Performance Assignment

You are all expected to see a performance during the last week of October. You will decide in September which performance you want to see. The choice will be conferred with me. Each of you will write your own performance analysis. The nature of the assignment will be discussed in further detail in class. The review will be 3-4 (double-spaced) pages.


Presentations

Each week a participant will give a ten to fifteen minute presentation on that week’s reading/viewing. You are expected to think critically on the readings and prepare for a conversation.


Final Project

Ideally, you will start thinking about your final project immediately. Your final project may be a 5-10 minute performance/an installation/video art/media art accompanied by a 4-5 page artist’s statement or a lecture performance. You may also write a 12-15 page research paper.


Blog
Before 11pm every Wednesday you will post seven to ten points from the reading and viewing due that week that seem significant to you and that outline the material (we’ll call this a map of the material).
At the end of each week, before Friday at 8 pm, you are all expected to post at least one response (between one to three paragraphs) to the previous week’s readings, presentation, class discussion, and the viewings. Think of this as a space where the conversation continues after class.
Office Hour

Each of you will sign up for a 15 minute appointment to meet with me during my office hours during September so we can discuss your ideas for the final project and any other concerns.

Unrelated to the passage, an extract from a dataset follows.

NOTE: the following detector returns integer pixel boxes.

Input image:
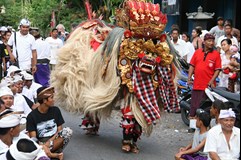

Always feel free to talk to me during my office hours. Also, feel free to contact me on email for any questions you might have.
Academic Integrity
I fully support LSU Academic Integrity Policy.

Please visit the website and read this policy:

https://www.lsu.edu/lsuonline/docs/Academic-Integrity-Orientation-Moodle-Module.pdf

I also suggest this tutorial:

http://www.lib.lsu.edu/services/copyright/tutorials/plagiarism


Grading

This is a participatory and interactive course. You are all expected to attend each session. If you are ill or experiencing another emergency that is preventing you from attending class please email me in advance as your absence will effect the planned activities.


Performance Review 10%

Presentation 10%

Final Performance and Artist’s Statement 35%

Participation 25%



Blog 20%
I will welcome any positive attempt from participants to learn better and get a higher grade. This means that I will give you a chance to rewrite/redo your assignments if you can make an argument for it. I will take an average of the two grades. If your grade is higher, your conclusive grade will be higher.
Students in need of academic accommodations for a disability may consult with Students with Disabilities Services to arrange appropriate accommodations. Students are required to give reasonable notice prior to requesting an accommodation.